4. **Reconcile against the control table** (LEFT JOIN): a term that lands no items returns an empty
   result, and a correlated LATERAL drops empty rows — so reconcile to confirm every source is
   covered. If a source shows 0, re-check its localization flag (per-agent) and casts before
   building; see `nimble-agents.md` §6 for the diagnostic order.

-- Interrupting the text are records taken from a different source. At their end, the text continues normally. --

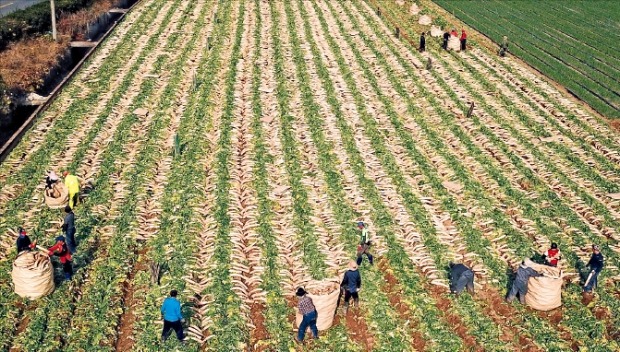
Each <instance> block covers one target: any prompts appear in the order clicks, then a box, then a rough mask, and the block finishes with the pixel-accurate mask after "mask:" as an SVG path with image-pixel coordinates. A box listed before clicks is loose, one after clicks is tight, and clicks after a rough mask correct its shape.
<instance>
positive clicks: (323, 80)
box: [285, 1, 409, 350]
mask: <svg viewBox="0 0 620 352" xmlns="http://www.w3.org/2000/svg"><path fill="white" fill-rule="evenodd" d="M297 7H298V8H299V9H300V11H301V12H300V15H301V18H302V20H303V24H304V28H303V29H304V33H303V36H302V33H298V30H297V26H298V25H299V23H298V20H297V19H296V18H295V17H294V16H293V9H292V8H291V3H290V2H288V1H287V2H285V11H286V14H287V25H288V30H289V33H290V34H291V42H292V53H293V62H294V63H295V68H296V73H297V78H298V81H299V82H302V83H301V84H300V87H299V89H300V91H301V98H302V103H303V104H302V106H303V112H304V117H305V118H306V123H307V125H308V127H309V129H310V133H311V137H312V141H313V143H314V144H315V145H316V148H317V156H318V158H319V168H320V169H321V172H322V173H323V177H324V178H325V181H326V185H327V194H328V199H329V202H330V204H331V206H332V209H333V212H334V216H335V218H336V220H337V223H338V225H339V227H340V231H339V232H340V234H341V235H340V238H341V241H342V242H344V243H347V244H348V246H347V247H348V248H351V249H353V248H355V246H356V244H357V242H358V234H357V231H356V230H355V228H354V226H352V223H351V219H355V218H357V217H358V216H359V213H357V212H356V211H355V210H354V209H353V207H352V206H351V204H350V202H349V201H348V200H347V197H346V191H345V189H344V185H345V180H344V177H343V175H342V173H341V171H340V170H338V169H337V165H340V164H341V161H340V160H338V158H337V156H336V155H335V153H334V151H333V149H334V144H333V143H334V142H332V141H329V140H328V139H327V138H326V136H325V133H324V132H323V131H324V130H325V123H324V121H323V119H322V118H321V112H320V107H319V106H318V104H317V101H316V100H315V97H314V92H313V90H312V88H311V86H310V84H309V82H310V71H309V70H308V66H307V65H306V61H305V58H304V54H303V52H302V50H301V43H302V42H306V43H308V44H309V45H310V47H311V50H312V53H313V59H314V64H315V66H316V68H317V70H318V71H317V73H318V76H319V78H320V79H321V82H322V83H323V86H324V87H325V90H326V93H327V96H328V102H329V104H330V106H331V108H332V110H333V111H334V113H335V114H337V115H338V118H339V119H343V116H342V111H341V107H340V104H339V102H338V99H337V98H336V92H335V89H334V84H333V82H332V81H331V79H330V77H329V73H328V71H327V69H326V67H325V65H324V63H323V61H322V60H321V59H320V57H321V55H320V54H319V53H318V48H317V45H316V42H315V40H314V37H313V36H312V33H311V30H310V24H309V21H308V14H307V12H306V10H305V7H304V5H303V4H302V3H299V2H298V3H297ZM295 12H297V11H295ZM300 37H301V40H300ZM349 138H350V137H349ZM348 141H351V139H348ZM353 146H354V145H353ZM366 272H367V271H366V270H365V271H364V275H365V273H366ZM372 281H373V282H372V283H370V285H369V286H368V280H366V279H365V280H364V285H365V287H366V286H368V288H366V289H365V292H366V290H372V291H376V292H375V294H374V296H373V299H374V301H376V302H379V304H389V300H388V298H387V296H386V295H385V294H384V293H382V292H381V291H380V290H379V287H378V285H377V282H375V280H372ZM373 310H374V309H373ZM366 313H371V312H369V311H366ZM386 313H387V312H386ZM388 314H389V313H388ZM391 314H394V312H393V311H391ZM365 319H366V321H367V324H369V325H370V326H374V327H375V328H376V329H378V330H379V331H378V332H377V333H376V334H374V335H373V336H377V335H383V334H386V333H389V332H390V331H392V330H391V329H393V326H396V325H398V324H399V323H398V322H397V321H394V319H391V320H390V321H389V322H383V323H380V322H378V321H377V316H376V315H374V314H371V315H366V317H365ZM386 328H388V329H386ZM398 334H403V332H402V331H398ZM398 336H401V338H403V339H409V338H408V337H407V336H408V335H407V334H403V335H395V333H394V334H392V336H391V338H396V337H398ZM386 342H387V341H386ZM348 345H349V348H347V350H349V349H350V350H354V349H356V348H359V347H358V346H355V345H354V344H353V343H352V342H349V344H348ZM381 346H383V347H381ZM387 346H389V345H382V344H381V343H380V344H379V345H378V347H377V348H378V349H381V348H386V347H387ZM343 348H344V347H343ZM342 350H345V349H342Z"/></svg>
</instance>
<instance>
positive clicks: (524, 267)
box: [506, 258, 543, 304]
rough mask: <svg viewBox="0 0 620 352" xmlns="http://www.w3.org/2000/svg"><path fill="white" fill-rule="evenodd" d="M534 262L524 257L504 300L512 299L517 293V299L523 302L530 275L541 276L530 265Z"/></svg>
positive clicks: (506, 301)
mask: <svg viewBox="0 0 620 352" xmlns="http://www.w3.org/2000/svg"><path fill="white" fill-rule="evenodd" d="M532 264H534V263H533V262H532V261H531V260H530V259H527V258H526V259H524V260H523V262H521V265H520V266H519V269H517V275H516V277H515V280H514V281H513V282H512V289H511V290H510V292H509V293H508V296H506V302H512V301H514V299H515V297H516V296H517V294H519V301H521V303H523V304H525V295H526V294H527V283H528V281H529V279H530V277H539V276H543V275H542V274H541V273H539V272H537V271H536V270H534V269H532V268H531V266H532Z"/></svg>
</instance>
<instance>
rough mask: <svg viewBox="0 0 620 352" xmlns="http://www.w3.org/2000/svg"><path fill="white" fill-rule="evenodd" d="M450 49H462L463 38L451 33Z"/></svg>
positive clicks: (455, 50) (449, 48) (448, 48)
mask: <svg viewBox="0 0 620 352" xmlns="http://www.w3.org/2000/svg"><path fill="white" fill-rule="evenodd" d="M448 50H454V51H461V40H460V39H459V38H458V37H455V36H453V35H451V36H450V39H448Z"/></svg>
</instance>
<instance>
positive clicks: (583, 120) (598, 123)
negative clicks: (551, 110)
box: [487, 53, 620, 153]
mask: <svg viewBox="0 0 620 352" xmlns="http://www.w3.org/2000/svg"><path fill="white" fill-rule="evenodd" d="M487 54H489V53H487ZM489 55H490V54H489ZM495 62H496V63H497V64H499V65H500V66H501V67H502V68H503V69H504V70H506V71H507V72H509V73H510V74H511V75H513V76H514V77H517V78H518V79H519V80H520V81H521V82H522V83H523V84H524V85H525V86H526V87H527V88H528V89H529V90H531V91H534V92H535V93H536V94H538V95H540V96H541V97H542V98H543V99H544V100H545V101H548V102H550V103H551V104H552V105H553V107H554V108H555V109H557V110H558V111H559V112H561V113H562V114H564V117H565V118H567V119H568V120H569V121H570V122H571V123H572V124H574V126H577V127H578V128H580V129H581V130H583V131H585V132H587V133H588V134H589V136H588V137H586V138H587V139H591V138H595V140H594V141H591V142H590V143H594V142H596V143H598V144H601V145H603V146H604V147H605V148H607V149H609V150H613V151H615V152H618V153H620V145H619V144H618V143H617V141H615V140H614V139H613V138H617V133H616V132H614V131H613V129H611V127H610V126H609V125H608V124H607V122H604V121H602V120H601V119H600V118H599V117H598V116H592V119H594V120H595V123H596V124H597V125H598V126H597V127H600V128H604V129H605V130H606V131H600V130H597V129H595V128H593V126H592V123H591V122H590V121H589V120H586V121H584V120H583V119H581V118H579V117H577V116H576V115H575V113H574V112H573V111H572V110H571V109H569V108H567V107H566V106H564V104H562V103H561V102H559V101H558V100H557V99H556V98H554V97H552V96H551V95H550V94H549V93H547V92H546V91H545V90H544V89H542V88H541V87H540V86H539V85H538V84H537V83H534V82H532V81H531V79H528V78H526V77H525V76H523V75H522V74H521V73H520V72H519V71H518V70H516V69H515V68H514V67H512V66H511V65H508V64H507V63H505V62H504V61H503V60H498V61H495Z"/></svg>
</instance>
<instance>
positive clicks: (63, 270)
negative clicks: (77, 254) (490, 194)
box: [48, 236, 73, 281]
mask: <svg viewBox="0 0 620 352" xmlns="http://www.w3.org/2000/svg"><path fill="white" fill-rule="evenodd" d="M48 254H49V255H50V256H52V255H56V256H58V258H60V262H61V263H62V271H63V272H64V273H65V280H67V281H69V280H71V277H72V276H73V266H72V265H71V253H70V252H69V248H67V244H66V243H65V238H64V237H63V236H58V237H56V244H55V245H53V246H52V247H50V248H49V249H48Z"/></svg>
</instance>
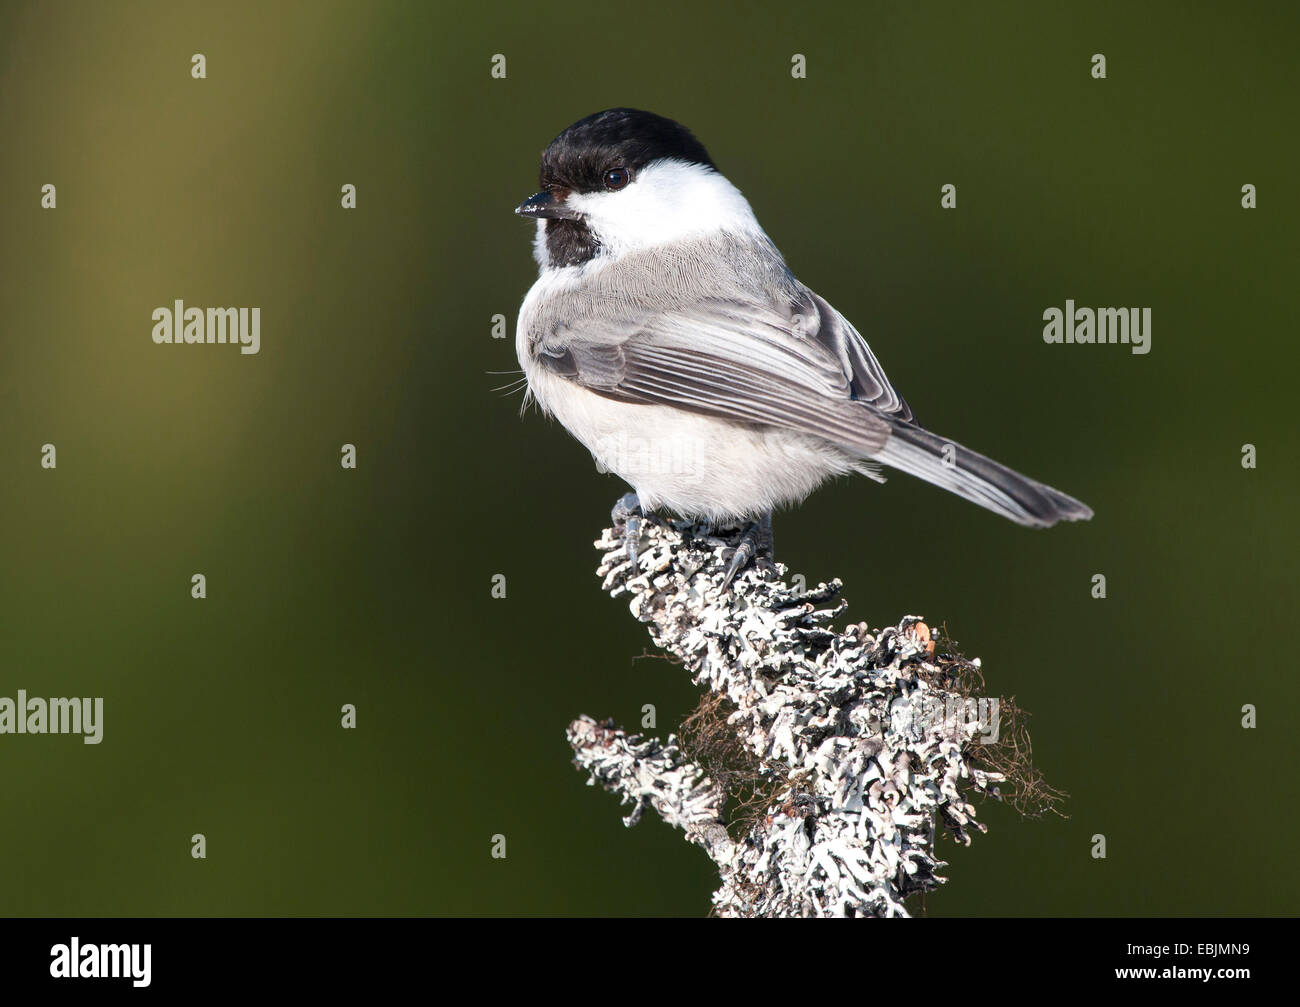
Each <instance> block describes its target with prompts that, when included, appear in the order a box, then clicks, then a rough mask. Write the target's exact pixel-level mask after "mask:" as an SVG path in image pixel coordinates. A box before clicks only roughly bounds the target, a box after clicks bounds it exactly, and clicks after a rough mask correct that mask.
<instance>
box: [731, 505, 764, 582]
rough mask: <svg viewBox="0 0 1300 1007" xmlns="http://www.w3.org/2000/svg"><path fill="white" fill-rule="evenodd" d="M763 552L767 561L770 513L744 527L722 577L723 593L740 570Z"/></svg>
mask: <svg viewBox="0 0 1300 1007" xmlns="http://www.w3.org/2000/svg"><path fill="white" fill-rule="evenodd" d="M763 552H766V554H767V557H768V560H770V559H771V555H772V513H771V511H768V512H767V513H766V515H763V516H762V517H761V518H759V520H758V521H750V522H749V524H748V525H746V526H745V531H744V534H742V535H741V538H740V543H737V546H736V550H735V551H733V552H732V556H731V561H729V563H728V564H727V576H725V577H723V583H722V587H723V590H724V591H725V590H727V589H728V587H729V586H731V582H732V580H733V578H735V577H736V574H737V573H740V572H741V570H742V569H745V568H746V567H749V565H750V564H751V563H754V561H755V560H757V559H758V557H759V556H761V555H762V554H763Z"/></svg>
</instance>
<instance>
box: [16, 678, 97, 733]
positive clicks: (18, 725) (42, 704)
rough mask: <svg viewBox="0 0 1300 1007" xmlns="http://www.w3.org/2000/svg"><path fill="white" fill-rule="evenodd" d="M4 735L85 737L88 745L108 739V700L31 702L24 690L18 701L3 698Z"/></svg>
mask: <svg viewBox="0 0 1300 1007" xmlns="http://www.w3.org/2000/svg"><path fill="white" fill-rule="evenodd" d="M0 734H81V735H83V737H82V742H85V743H86V745H99V743H100V742H101V741H103V739H104V699H103V698H101V696H95V698H94V699H91V698H90V696H86V698H83V699H78V698H75V696H74V698H72V699H62V698H56V699H44V698H42V696H31V698H30V699H29V698H27V690H26V689H19V690H18V698H17V699H10V698H9V696H0Z"/></svg>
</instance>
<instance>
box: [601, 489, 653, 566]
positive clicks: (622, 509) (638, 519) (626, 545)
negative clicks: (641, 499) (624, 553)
mask: <svg viewBox="0 0 1300 1007" xmlns="http://www.w3.org/2000/svg"><path fill="white" fill-rule="evenodd" d="M610 517H611V520H612V521H614V526H615V528H620V526H621V528H623V548H624V550H625V551H627V554H628V559H629V560H632V568H633V569H637V560H638V559H640V556H638V550H637V547H638V546H640V544H641V521H642V518H643V517H645V512H643V511H642V509H641V498H640V496H637V494H636V491H633V492H627V494H624V495H623V496H620V498H619V502H617V503H616V504H614V508H612V509H611V511H610Z"/></svg>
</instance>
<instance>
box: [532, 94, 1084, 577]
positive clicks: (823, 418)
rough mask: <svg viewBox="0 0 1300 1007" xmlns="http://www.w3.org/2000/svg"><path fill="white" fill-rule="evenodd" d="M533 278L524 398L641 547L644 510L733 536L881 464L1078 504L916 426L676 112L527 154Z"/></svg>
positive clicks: (1010, 490)
mask: <svg viewBox="0 0 1300 1007" xmlns="http://www.w3.org/2000/svg"><path fill="white" fill-rule="evenodd" d="M538 174H539V178H538V181H539V190H538V191H537V194H536V195H533V196H529V198H528V199H525V200H524V201H523V203H521V204H519V207H516V208H515V213H516V214H517V216H520V217H524V218H526V220H530V221H534V222H536V231H534V236H533V257H534V259H536V261H537V265H538V275H537V281H536V282H534V283H533V286H532V288H530V290H529V291H528V294H526V295H525V296H524V300H523V304H521V305H520V311H519V318H517V325H516V338H515V348H516V352H517V356H519V361H520V365H521V368H523V372H524V377H525V378H526V385H528V391H526V392H525V405H526V404H528V403H529V402H536V404H537V405H538V407H539V408H541V409H542V412H545V413H547V414H550V416H552V417H554V418H555V420H558V421H559V422H560V424H562V425H563V426H564V427H565V429H567V430H568V431H569V434H572V435H573V437H575V438H576V439H577V440H578V442H580V443H582V444H584V446H585V447H586V448H588V451H590V452H591V456H593V457H594V460H595V463H597V465H598V466H599V468H601V469H603V470H608V472H614V473H616V474H617V476H620V477H621V478H623V479H624V481H625V482H627V483H628V485H629V486H630V487H632V492H629V494H627V495H625V496H624V498H623V499H621V500H620V502H619V503H617V504H616V505H615V508H614V516H615V520H616V521H621V522H624V525H625V531H627V535H628V555H629V556H630V559H632V561H633V565H636V561H637V544H636V539H637V529H638V524H640V518H641V517H642V516H645V515H646V513H650V512H656V511H662V509H667V511H672V512H676V513H677V515H680V516H681V517H684V518H688V520H697V521H705V522H708V524H727V525H735V524H737V522H742V524H744V525H745V533H744V537H742V539H741V543H740V546H738V547H737V548H736V551H735V554H733V555H732V557H731V561H729V564H728V569H727V573H725V578H724V581H723V586H724V587H725V586H728V585H729V583H731V582H732V578H733V577H735V576H736V573H737V572H738V570H740V569H742V568H744V567H745V565H746V564H748V563H749V561H751V560H753V559H754V556H755V550H757V542H758V541H759V537H761V535H762V534H768V535H770V531H771V515H772V511H774V509H777V508H784V507H792V505H794V504H798V503H800V502H802V500H803V499H805V498H806V496H807V495H809V494H810V492H813V491H814V490H815V489H816V487H818V486H820V485H822V483H823V482H826V481H827V479H829V478H832V477H837V476H845V474H850V473H858V474H863V476H867V477H870V478H874V479H876V481H880V482H883V481H884V476H883V473H881V466H887V468H891V469H896V470H900V472H904V473H907V474H910V476H915V477H919V478H922V479H924V481H926V482H930V483H932V485H935V486H939V487H941V489H944V490H948V491H950V492H954V494H957V495H958V496H961V498H963V499H966V500H970V502H972V503H976V504H979V505H980V507H983V508H985V509H988V511H992V512H993V513H996V515H1001V516H1002V517H1005V518H1009V520H1011V521H1015V522H1017V524H1019V525H1024V526H1028V528H1048V526H1050V525H1054V524H1057V522H1060V521H1080V520H1087V518H1091V517H1092V511H1091V508H1088V505H1087V504H1084V503H1082V502H1080V500H1076V499H1075V498H1073V496H1069V495H1067V494H1065V492H1061V491H1060V490H1056V489H1052V487H1050V486H1047V485H1044V483H1041V482H1037V481H1035V479H1031V478H1030V477H1027V476H1023V474H1021V473H1019V472H1015V470H1014V469H1010V468H1008V466H1006V465H1002V464H1001V463H998V461H995V460H992V459H989V457H985V456H984V455H980V453H976V452H975V451H971V450H969V448H966V447H963V446H962V444H959V443H957V442H954V440H950V439H948V438H945V437H940V435H939V434H936V433H932V431H930V430H927V429H926V427H923V426H922V425H920V424H919V422H918V421H917V417H915V416H914V414H913V411H911V408H910V407H909V404H907V402H906V400H905V399H904V398H902V395H900V394H898V391H897V390H896V389H894V386H893V385H892V383H891V381H889V378H888V377H887V376H885V372H884V368H883V366H881V365H880V361H879V360H878V359H876V356H875V353H874V352H872V351H871V347H870V346H868V344H867V340H866V339H865V338H863V337H862V335H861V334H859V331H858V330H857V329H855V327H854V326H853V325H852V324H850V322H849V320H848V318H845V317H844V316H842V314H841V313H840V312H839V311H836V309H835V308H833V307H831V304H829V303H828V301H827V300H826V299H824V298H822V296H820V295H819V294H816V292H815V291H814V290H811V288H810V287H807V286H805V285H803V283H801V282H800V281H798V279H797V278H796V277H794V274H793V273H792V272H790V269H789V266H788V265H787V264H785V259H784V257H783V256H781V253H780V251H779V249H777V247H776V244H775V243H774V242H772V239H771V238H770V236H768V235H767V233H766V231H764V230H763V227H762V226H761V225H759V222H758V218H757V217H755V214H754V210H753V208H751V207H750V204H749V201H748V200H746V199H745V196H744V195H742V194H741V191H740V190H738V188H737V187H736V186H735V185H732V182H729V181H728V179H727V177H725V175H723V174H722V172H720V170H719V169H718V166H716V165H715V162H714V160H712V157H710V155H708V152H707V149H706V148H705V146H703V144H702V143H701V142H699V140H698V139H697V138H695V136H694V134H693V133H692V131H690V130H688V129H686V127H685V126H682V125H681V123H679V122H676V121H673V120H671V118H666V117H663V116H658V114H655V113H651V112H645V110H640V109H633V108H611V109H606V110H603V112H597V113H594V114H591V116H588V117H586V118H582V120H580V121H577V122H575V123H573V125H571V126H568V127H567V129H564V130H563V131H562V133H560V134H559V135H558V136H555V139H554V140H551V142H550V144H549V146H547V147H546V149H545V151H543V152H542V156H541V168H539V173H538Z"/></svg>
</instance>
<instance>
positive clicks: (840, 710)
mask: <svg viewBox="0 0 1300 1007" xmlns="http://www.w3.org/2000/svg"><path fill="white" fill-rule="evenodd" d="M737 539H738V531H737V533H735V534H727V535H719V534H714V533H712V531H711V530H708V529H706V528H702V526H699V525H694V524H689V522H677V521H663V520H659V518H655V517H647V518H645V520H643V522H642V528H641V542H640V547H641V555H640V561H638V568H637V569H633V567H632V563H630V560H629V559H628V556H627V552H625V551H624V542H623V533H621V529H607V530H606V531H604V534H603V535H602V538H601V541H599V542H597V543H595V544H597V548H599V550H601V551H602V552H603V557H602V561H601V565H599V568H598V574H599V576H601V577H603V587H604V590H607V591H608V593H610V594H611V595H614V596H615V598H617V596H627V598H628V604H629V608H630V609H632V613H633V615H634V616H636V617H637V618H638V620H640V621H641V622H643V624H646V626H647V629H649V631H650V635H651V638H653V639H654V642H655V644H656V646H658V647H660V648H663V650H664V651H666V652H667V654H668V655H669V656H672V657H675V659H676V660H677V661H680V663H681V664H682V667H684V668H685V669H686V672H688V673H689V674H690V676H692V680H693V681H694V682H695V683H698V685H703V686H706V687H707V693H706V694H705V699H703V700H702V703H701V707H699V709H697V712H695V713H694V715H692V717H690V719H688V721H686V724H684V725H682V730H681V739H679V738H677V735H669V737H668V741H667V742H664V743H660V742H659V741H655V739H645V738H641V737H640V735H628V734H625V733H624V732H621V730H616V729H615V728H614V725H612V724H608V722H607V724H597V722H595V721H593V720H591V719H589V717H581V719H578V720H576V721H573V724H572V725H571V726H569V730H568V739H569V745H571V746H572V748H573V751H575V755H576V759H575V761H576V764H577V765H578V767H580V768H582V769H585V771H588V772H589V773H590V781H589V784H591V785H594V784H597V782H599V784H601V785H602V786H604V787H606V789H607V790H611V791H614V793H616V794H619V795H620V798H621V800H623V803H624V804H632V806H633V811H632V812H630V813H629V815H628V817H627V819H624V822H625V824H627V825H629V826H630V825H634V824H636V822H637V821H638V820H640V817H641V813H642V812H643V809H645V808H646V807H650V808H653V809H654V811H655V812H656V813H658V815H659V816H660V817H663V820H664V821H667V822H668V824H669V825H673V826H675V828H680V829H682V830H684V833H685V837H686V839H688V841H690V842H694V843H698V845H699V846H702V847H703V848H705V851H706V852H707V854H708V856H710V858H711V859H712V860H714V861H715V863H716V865H718V869H719V874H720V881H722V884H720V886H719V889H718V890H716V891H715V893H714V897H712V902H714V912H715V913H716V915H719V916H906V915H909V913H907V908H906V906H905V900H906V898H907V897H909V895H914V894H918V893H923V891H928V890H932V889H935V887H937V886H939V885H940V884H941V882H944V881H945V878H943V877H940V876H939V873H937V872H939V871H940V869H941V868H944V867H945V865H946V864H945V863H944V861H943V860H940V859H937V856H936V854H935V848H933V845H935V832H936V828H935V826H936V821H939V822H941V824H943V825H944V826H945V828H946V830H948V832H949V833H950V834H952V835H953V837H954V838H957V839H958V841H959V842H963V843H969V842H970V837H971V833H972V832H974V830H980V832H983V830H984V828H985V826H984V825H983V824H980V822H978V821H976V820H975V808H974V806H972V804H971V802H970V798H971V797H972V795H975V794H988V795H993V797H998V795H1000V794H998V787H997V785H998V784H1002V782H1005V781H1010V782H1011V785H1013V789H1018V790H1019V795H1022V797H1023V795H1026V794H1030V795H1034V797H1037V798H1040V799H1041V803H1044V804H1048V806H1050V803H1052V799H1053V798H1054V797H1058V795H1056V794H1054V793H1053V791H1050V789H1047V787H1045V786H1044V785H1043V784H1041V778H1040V777H1039V776H1037V774H1036V773H1035V771H1034V769H1032V767H1031V765H1030V763H1028V745H1027V741H1028V739H1027V735H1024V733H1023V729H1021V728H1019V726H1018V725H1017V726H1015V729H1014V730H1006V720H1008V712H1009V711H1008V704H1001V707H1000V704H998V700H996V699H993V700H987V699H978V698H976V696H975V695H974V691H975V690H976V689H979V687H980V686H983V680H982V678H980V674H979V661H966V660H965V659H961V657H959V656H956V655H954V654H949V652H946V641H943V639H936V637H935V635H933V634H932V633H931V630H930V628H928V626H926V624H924V622H922V621H920V620H919V618H917V617H913V616H907V617H906V618H904V620H902V621H901V622H900V624H898V625H897V626H891V628H888V629H884V630H881V631H878V633H871V631H870V630H868V628H867V625H866V624H861V622H859V624H857V625H849V626H848V628H846V629H845V630H844V631H836V630H833V629H832V628H831V622H832V620H835V618H836V617H839V616H840V615H841V613H842V612H844V609H845V608H846V605H845V603H844V602H840V603H839V604H836V603H835V599H836V598H837V595H839V593H840V589H841V583H840V582H839V581H837V580H835V581H831V582H829V583H822V585H819V586H818V587H815V589H811V590H806V591H800V590H796V589H792V587H790V586H789V585H788V583H785V581H784V578H785V576H787V572H785V568H784V567H783V565H780V564H772V563H771V561H770V560H767V559H766V557H761V563H759V564H758V565H757V567H751V568H749V569H746V570H744V572H742V573H741V574H740V576H738V577H737V578H736V582H735V583H733V589H735V590H733V591H731V590H727V591H724V590H722V587H720V585H722V581H723V574H724V572H725V569H727V563H725V560H727V559H729V556H731V552H732V551H733V548H735V546H736V543H737ZM936 643H939V644H941V646H940V647H939V654H937V655H936ZM1000 712H1001V717H1000ZM1000 720H1001V726H1002V733H1001V734H1000V733H998V729H1000ZM985 742H987V743H985Z"/></svg>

### Phase 4 — Build the deliverable(s)
Choose a **template** from the matched agents' `vertical`/`entity_type`:

| Vertical | Dashboard/app shape |
|----------|---------------------|
| Ecommerce (SERP/PDP/CLP) | KPIs; listings & avg price by source/keyword; sponsored share; price-vs-rating scatter; product table with Open links; multi-source → comparison bars + best-effort item-level price gap |
| Social | volume/engagement by account/post; top-content table; like/follower distributions |
| Real Estate | price & price/sqft; listings by location; beds/baths breakdowns |
| Maps / Local | avg rating; review counts; places table |
| LLM / AEO | source/answer presence; share-of-voice; citation table |
| _fallback_ | KPIs + 2 categorical bars + the raw table (works off any `output_schema`) |

**Comparison depth (hybrid):** always build the aggregate/category comparison; *additionally* try
best-effort item-level matching across sources (normalize brand + key tokens). If confident matches
exist, add a "same-product price gap" view; otherwise keep the aggregate comparison and note that
item-level matching wasn't confident.

- **Dashboard** → use `scripts/build_dashboard.py` (compact spec → valid `serialized_dashboard`,
  create + publish). It bakes in every Lakeview gotcha. Read `references/dashboard-cookbook.md` for
  the spec format and recipes.
- **App** → follow `references/app-cookbook.md` (delegates scaffold/deploy to `databricks-apps`;
  adds the Nimble-specific SQL, branding, and the numeric-string / light-mode gotchas).
- **Branding** → `references/branding.md` (always applied).

### Phase 5 — Verify, deliver & share
- Publish the dashboard / confirm the app is `RUNNING`; collect URLs.
- Summarize what was built and the **headline insight** (the comparison takeaway).
- **Offer to share** the dashboard/app link — if a Slack or Notion connector is available, offer to
  post it there (Slack = the link + headline; Notion = a short dated page). Mention once; don't nag.
- **Suggest next steps** with sibling skills, e.g. `competitor-intel` / `company-deep-dive` for
  business signals on the brands surfaced, or `nimble-web-expert` for a one-off deeper pull.
- Offer iterations (more charts, item-level matching, theming, a scheduled refresh job).

## Reference map
- `references/databricks-skills.md` — which official `databricks-*` skill to use per phase.
- `references/install-nimble-integration.md` — setup when the integration gate fails.
- `references/preflight.md` — auth, warehouse, writable-schema discovery (exact commands).
- `references/nimble-agents.md` — discovery, schema mapping, ingestion SQL + gotchas.
- `references/dashboard-cookbook.md` — Lakeview JSON recipes + every gotcha (authoritative).
- `references/app-cookbook.md` — AppKit demo app glue + gotchas.
- `references/branding.md` — "Powered by Nimble", logo, colors.
- `scripts/ingest.sh` — async statement fan-out + poll.
- `scripts/build_dashboard.py` — compact spec → create + publish a dashboard.
- `assets/nimble-logo.png` — the Nimble mark for app branding.